Oleh sebab itu, perjuangan dalam mewujudkan kebebasan dan kesejahteraan sangat tipis batasannya. Acemoglu dan Robinson bahkan menganalogikan perjuangan mewujudkan kebebasan dan kesejahteraan bagaiakan koridor yang sangat sempit. Bila negara, sedikit lebih dominan, maka yang terjadi adalah negara despotik. Sebaliknya, jika yang kuat adalah masyarakat, maka dalam hal ini negara bisa dianggap tidak ada.
Tentu, PSBB bukan kemenangan segalanya baik masyarakat.

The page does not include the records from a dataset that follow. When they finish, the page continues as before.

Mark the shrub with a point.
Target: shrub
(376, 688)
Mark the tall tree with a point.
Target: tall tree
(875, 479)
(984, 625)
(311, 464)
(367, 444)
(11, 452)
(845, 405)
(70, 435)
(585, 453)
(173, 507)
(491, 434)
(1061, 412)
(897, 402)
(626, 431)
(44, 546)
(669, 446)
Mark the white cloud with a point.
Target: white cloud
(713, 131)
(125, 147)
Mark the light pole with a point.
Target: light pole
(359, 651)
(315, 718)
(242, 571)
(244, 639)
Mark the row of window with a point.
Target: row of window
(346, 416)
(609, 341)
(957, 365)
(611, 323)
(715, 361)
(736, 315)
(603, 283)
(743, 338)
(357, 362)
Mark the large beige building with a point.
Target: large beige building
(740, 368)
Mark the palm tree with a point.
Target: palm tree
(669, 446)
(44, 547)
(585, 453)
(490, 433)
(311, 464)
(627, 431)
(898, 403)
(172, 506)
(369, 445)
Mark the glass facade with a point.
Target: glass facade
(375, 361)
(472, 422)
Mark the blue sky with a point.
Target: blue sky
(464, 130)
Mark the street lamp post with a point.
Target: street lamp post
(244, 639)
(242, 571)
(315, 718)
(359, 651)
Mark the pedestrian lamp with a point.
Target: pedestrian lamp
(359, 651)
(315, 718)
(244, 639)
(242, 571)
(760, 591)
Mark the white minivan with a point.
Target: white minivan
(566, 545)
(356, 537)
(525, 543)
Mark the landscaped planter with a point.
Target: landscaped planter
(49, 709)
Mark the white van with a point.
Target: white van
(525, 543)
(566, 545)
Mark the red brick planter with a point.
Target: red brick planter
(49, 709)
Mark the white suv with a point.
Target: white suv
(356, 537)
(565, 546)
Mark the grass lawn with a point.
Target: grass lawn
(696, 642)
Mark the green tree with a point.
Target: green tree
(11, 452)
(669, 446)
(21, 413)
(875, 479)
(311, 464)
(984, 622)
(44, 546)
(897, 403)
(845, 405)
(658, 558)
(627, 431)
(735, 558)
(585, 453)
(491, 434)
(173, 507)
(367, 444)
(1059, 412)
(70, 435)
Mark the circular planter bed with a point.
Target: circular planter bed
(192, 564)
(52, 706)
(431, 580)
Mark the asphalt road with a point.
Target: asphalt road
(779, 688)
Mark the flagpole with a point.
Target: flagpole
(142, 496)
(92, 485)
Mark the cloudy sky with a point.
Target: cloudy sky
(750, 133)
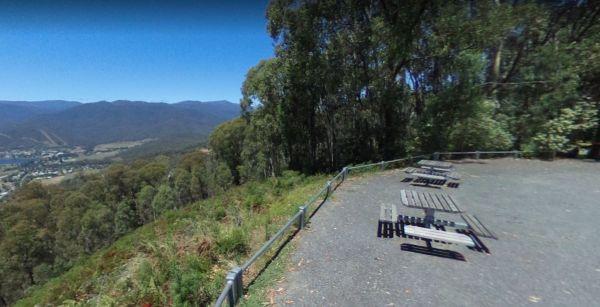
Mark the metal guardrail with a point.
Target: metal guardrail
(233, 290)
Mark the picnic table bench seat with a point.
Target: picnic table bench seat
(430, 177)
(477, 227)
(448, 175)
(433, 234)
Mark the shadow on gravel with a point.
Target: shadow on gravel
(443, 253)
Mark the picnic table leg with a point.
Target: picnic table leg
(429, 217)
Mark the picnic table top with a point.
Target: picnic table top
(426, 200)
(435, 164)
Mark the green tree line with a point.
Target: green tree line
(356, 81)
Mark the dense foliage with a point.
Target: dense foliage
(44, 230)
(354, 81)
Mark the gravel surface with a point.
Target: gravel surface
(545, 215)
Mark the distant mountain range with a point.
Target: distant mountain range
(68, 123)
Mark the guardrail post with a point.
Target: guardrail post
(235, 277)
(302, 217)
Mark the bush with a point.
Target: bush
(234, 243)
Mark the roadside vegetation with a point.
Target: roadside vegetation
(180, 258)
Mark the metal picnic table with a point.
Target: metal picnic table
(436, 165)
(429, 202)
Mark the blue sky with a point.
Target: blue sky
(139, 50)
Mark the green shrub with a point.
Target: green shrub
(234, 243)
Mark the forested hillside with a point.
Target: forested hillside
(368, 80)
(352, 81)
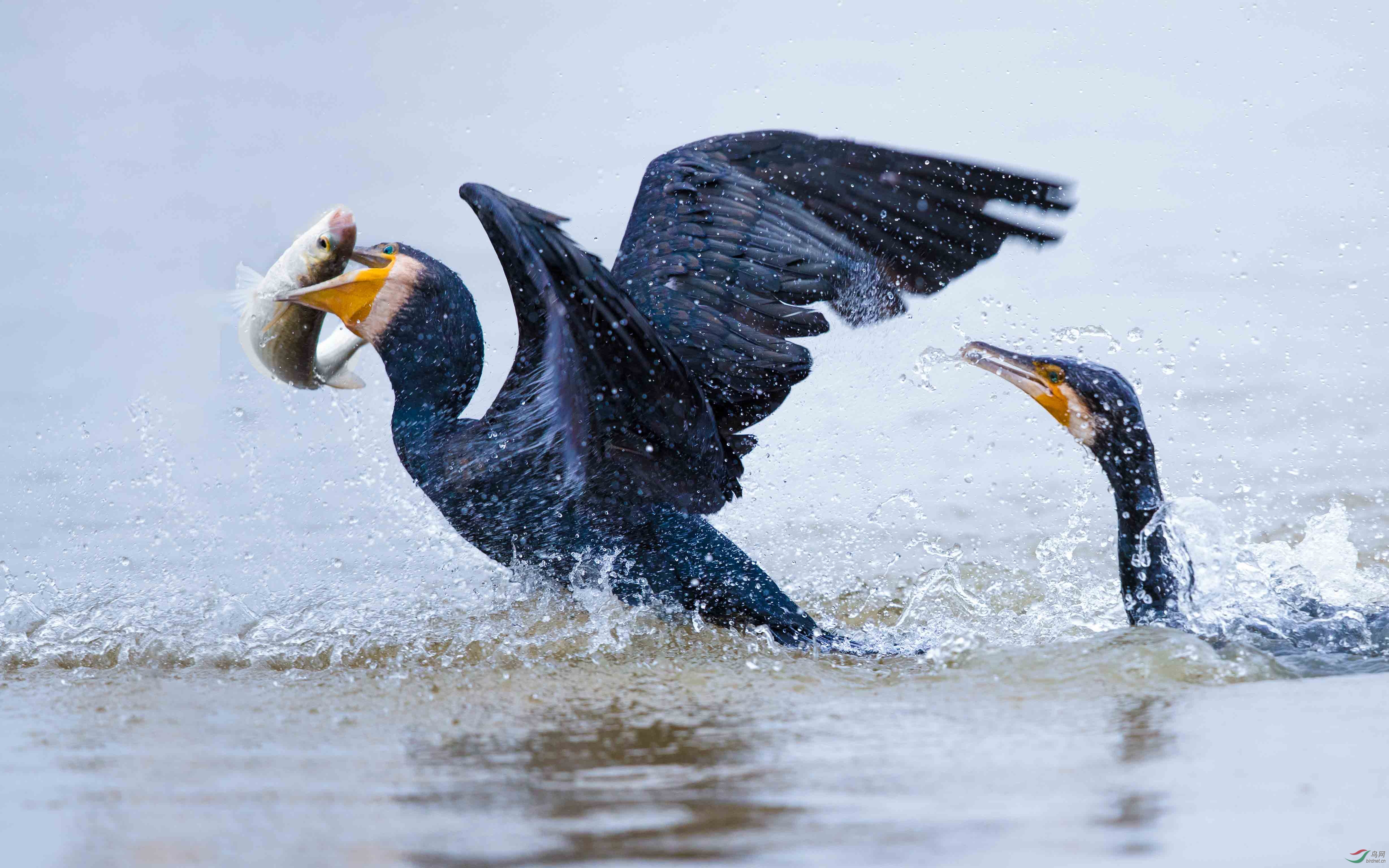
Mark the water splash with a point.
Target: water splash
(930, 360)
(1309, 595)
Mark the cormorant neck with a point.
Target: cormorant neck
(433, 353)
(1155, 585)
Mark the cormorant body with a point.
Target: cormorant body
(619, 426)
(1102, 410)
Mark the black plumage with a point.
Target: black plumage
(617, 428)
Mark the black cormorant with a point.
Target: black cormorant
(1101, 409)
(619, 427)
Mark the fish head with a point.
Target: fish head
(327, 246)
(366, 300)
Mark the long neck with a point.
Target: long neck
(434, 359)
(1155, 581)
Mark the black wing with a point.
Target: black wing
(626, 410)
(733, 234)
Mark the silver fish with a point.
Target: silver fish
(280, 338)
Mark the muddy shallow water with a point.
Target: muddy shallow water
(1133, 744)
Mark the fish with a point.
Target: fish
(281, 338)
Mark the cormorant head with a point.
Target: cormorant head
(416, 313)
(370, 299)
(1095, 403)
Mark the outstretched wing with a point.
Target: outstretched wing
(731, 235)
(592, 370)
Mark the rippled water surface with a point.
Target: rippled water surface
(232, 633)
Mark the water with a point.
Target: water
(234, 633)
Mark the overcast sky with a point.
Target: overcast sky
(1230, 163)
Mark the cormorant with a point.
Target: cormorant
(1102, 410)
(619, 427)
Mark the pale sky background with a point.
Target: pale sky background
(1230, 164)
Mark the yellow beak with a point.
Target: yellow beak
(349, 296)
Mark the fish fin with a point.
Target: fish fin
(247, 282)
(346, 380)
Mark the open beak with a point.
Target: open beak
(1013, 367)
(369, 257)
(1023, 373)
(348, 296)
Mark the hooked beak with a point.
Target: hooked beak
(348, 296)
(1023, 373)
(1013, 367)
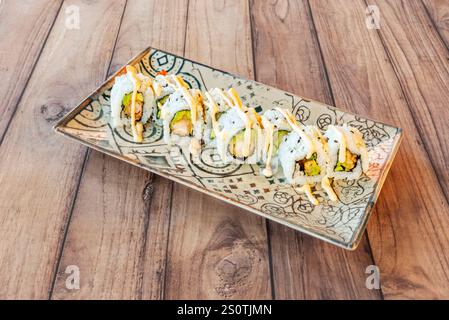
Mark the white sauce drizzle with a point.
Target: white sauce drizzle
(294, 124)
(213, 112)
(238, 106)
(342, 146)
(137, 128)
(267, 171)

Akan tetapi, sebagai modal awal yang sangat baik untuk membangun optimisme dalam memperjuangkan hak kebebasan dan kesejahteraan. Sebab, seperti yang kita tahu, negara selalu kuat dan selalu punya celah untuk mendominasi masyarakat. Dari hal itu kita mengingat bahwa perjuangan memperjuangkan hak kebebasan dan kesejahteraan adalah perjuangan abadi. Tak hanya itu, keberhasilan masyarakat mendesak pemerintah untuk memberlakukan PSBB juga menujukkan bahwa demokrasi di Indonesia masih ada dan berfungsi.